Bir ulus, sanki kendi güvenlik kamerasının başında nöbet tutuyor gibi.
Gözler açık ama akıl uykuda.
O kadar hızlı tüketiyoruz ki, artık “ne izledik” değil, “bir şey izledik mi” bile hatırlamıyoruz.
Bir video bitiyor, diğeri başlıyor.
Bir insan düşüyor, biri gülüyor, biri paylaşıyor.
Gerçeklik; mizah, montaj ve sansür arasında eriyip gidiyor.
Artık kimse “doğru mu” diye sormuyor,
“kaç izlenme aldı” diye soruyor.
GÖRÜNTÜNÜN YALANLA İMTİHANI
Eskiden “gözümle gördüm” en güçlü delildi.
Şimdi ise “gördüğün” bile kurgu olabilir.
Bir video montajlanabilir, bir ses değiştirilebilir, bir an manipüle edilebilir.
Ama izleyici sorgulamıyor, çünkü hız düşünceden daha tatlı geliyor.
Gerçek, artık yavaş olduğu için değersiz.
Yalan ise hızlı olduğu için popüler.
SUSKUNLUĞUN ÇIĞLIĞI
Okumak sabır ister, anlamak zaman…
Ama video çağında sabır da zaman da lüks.
Bir insan bir kitabı bitirene kadar bin video izliyor.
Bir kelimenin anlamını düşünene kadar üç “reel” geçiyor.
Ve sonra diyoruz ki “neden bu kadar yüzeyseliz?”
Çünkü derinlik artık “ilgili değil” kutusuna taşındı.
GERÇEĞE DÖNÜŞ MÜMKÜN MÜ?
Belki de yeniden okumayı sevmekle başlar her şey.
Bir haberi sonuna kadar okumak, bir yazıyı sindirerek bitirmek,
bir düşünceyi tartarak paylaşmak…
Ekranlardan kurtulmak değil mesele,
onlara hakim olmak.
Gözlerimizi geri almak.
Bir cümlede kaybolmak.
Bir metinde yeniden insan olmak.
Belki o zaman, “video çağında” bile gerçeğin sesini duyarız.
Çünkü bazen en güçlü görüntü, hiç gösterilmeyen şeydir.
OKUMAK ZOR, GÜVENMEK DAHA ZOR
Eskiden bir haberi okumak için eline gazete alman yeterliydi.
Şimdi ise bir haber sayfasına ulaşmak, deveye hendek atlatmaktan farksız.
Bir haber başlığına tıkladığında önce 30 saniyelik reklam, ardından bir “çerez izni”, sonra bir “abonelik hatırlatması”, en sonunda da “sayfayı yenile” uyarısı…
Sonra mı?
Haberin yarısı eksik, diğeri başka siteden kopyalanmış.

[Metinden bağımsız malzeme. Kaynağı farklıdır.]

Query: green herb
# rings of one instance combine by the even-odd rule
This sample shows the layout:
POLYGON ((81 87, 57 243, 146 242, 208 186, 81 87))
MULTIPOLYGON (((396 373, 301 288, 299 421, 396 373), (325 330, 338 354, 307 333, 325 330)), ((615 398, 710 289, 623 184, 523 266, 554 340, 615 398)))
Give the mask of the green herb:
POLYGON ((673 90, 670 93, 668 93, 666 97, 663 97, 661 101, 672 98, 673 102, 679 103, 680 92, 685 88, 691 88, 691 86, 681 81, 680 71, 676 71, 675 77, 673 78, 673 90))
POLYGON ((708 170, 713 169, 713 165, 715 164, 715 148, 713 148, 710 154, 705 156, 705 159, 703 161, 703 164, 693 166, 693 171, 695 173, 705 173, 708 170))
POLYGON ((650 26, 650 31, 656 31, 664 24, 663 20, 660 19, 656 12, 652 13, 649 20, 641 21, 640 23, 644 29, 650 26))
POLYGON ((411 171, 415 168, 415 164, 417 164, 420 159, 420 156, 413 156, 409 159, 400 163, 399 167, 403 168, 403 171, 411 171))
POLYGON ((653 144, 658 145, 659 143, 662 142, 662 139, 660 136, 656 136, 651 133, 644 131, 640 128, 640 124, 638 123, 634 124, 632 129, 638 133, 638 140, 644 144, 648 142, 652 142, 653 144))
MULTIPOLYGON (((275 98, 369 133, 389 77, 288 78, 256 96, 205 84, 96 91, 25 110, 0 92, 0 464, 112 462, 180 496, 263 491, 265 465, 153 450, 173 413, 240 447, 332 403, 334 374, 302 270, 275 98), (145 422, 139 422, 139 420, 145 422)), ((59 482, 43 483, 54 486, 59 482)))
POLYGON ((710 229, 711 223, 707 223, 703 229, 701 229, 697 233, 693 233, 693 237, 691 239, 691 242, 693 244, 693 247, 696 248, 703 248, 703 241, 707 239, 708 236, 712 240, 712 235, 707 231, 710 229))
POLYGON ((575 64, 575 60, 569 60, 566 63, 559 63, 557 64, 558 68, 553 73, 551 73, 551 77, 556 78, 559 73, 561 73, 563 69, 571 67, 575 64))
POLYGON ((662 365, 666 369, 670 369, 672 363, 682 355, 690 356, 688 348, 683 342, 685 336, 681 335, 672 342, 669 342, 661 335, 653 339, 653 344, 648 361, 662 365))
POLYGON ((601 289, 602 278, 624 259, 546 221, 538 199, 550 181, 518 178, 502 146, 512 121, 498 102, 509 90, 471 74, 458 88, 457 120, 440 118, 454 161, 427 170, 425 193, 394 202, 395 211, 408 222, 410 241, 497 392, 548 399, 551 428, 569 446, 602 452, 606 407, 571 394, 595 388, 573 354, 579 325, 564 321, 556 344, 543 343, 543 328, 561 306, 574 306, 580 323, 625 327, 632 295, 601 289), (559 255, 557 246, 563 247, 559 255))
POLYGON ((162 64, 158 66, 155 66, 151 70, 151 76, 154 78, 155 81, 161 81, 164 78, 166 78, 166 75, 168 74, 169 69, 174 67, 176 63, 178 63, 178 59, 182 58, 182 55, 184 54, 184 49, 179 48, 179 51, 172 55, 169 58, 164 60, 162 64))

Sözcü, Cumhuriyet, Hürriyet, Milliyet, Sabah gibi markalar hâlâ okunuyor belki…
Ama çoğu zaman insanlar “haber için değil, marka için” tıklıyor.
Yani artık kimse haber okumuyor, sadece markaların yankısını dinliyor.
MARKA DİNİ, ALGORİTMA İMANI
Medya, bir inanç sistemine dönüştü.
Kimisi “Ben Sözcü okurum, başka şeye bakmam” diyor,
kimisi “Sabah’tan başkasına güvenmem” diyor.
Artık “haber okumak” bir tercihten ziyade bir kimlik beyanı oldu.
Gerçekler bile taraf seçmek zorunda bırakıldı.
Oysa haber, markaya değil gerçeğe hizmet eder.
Ama geldiğimiz noktada, medyanın çoğu kendi markasının esiri olmuş durumda.
Kimi okur, “Bizimkiler ne yazmış bakalım” diyerek sadece kendi görüşüne uygun haberlere bakıyor.
Böylece haber, halkı bilgilendirmek yerine kendi yankısını doğrulayan bir aynaya dönüştü.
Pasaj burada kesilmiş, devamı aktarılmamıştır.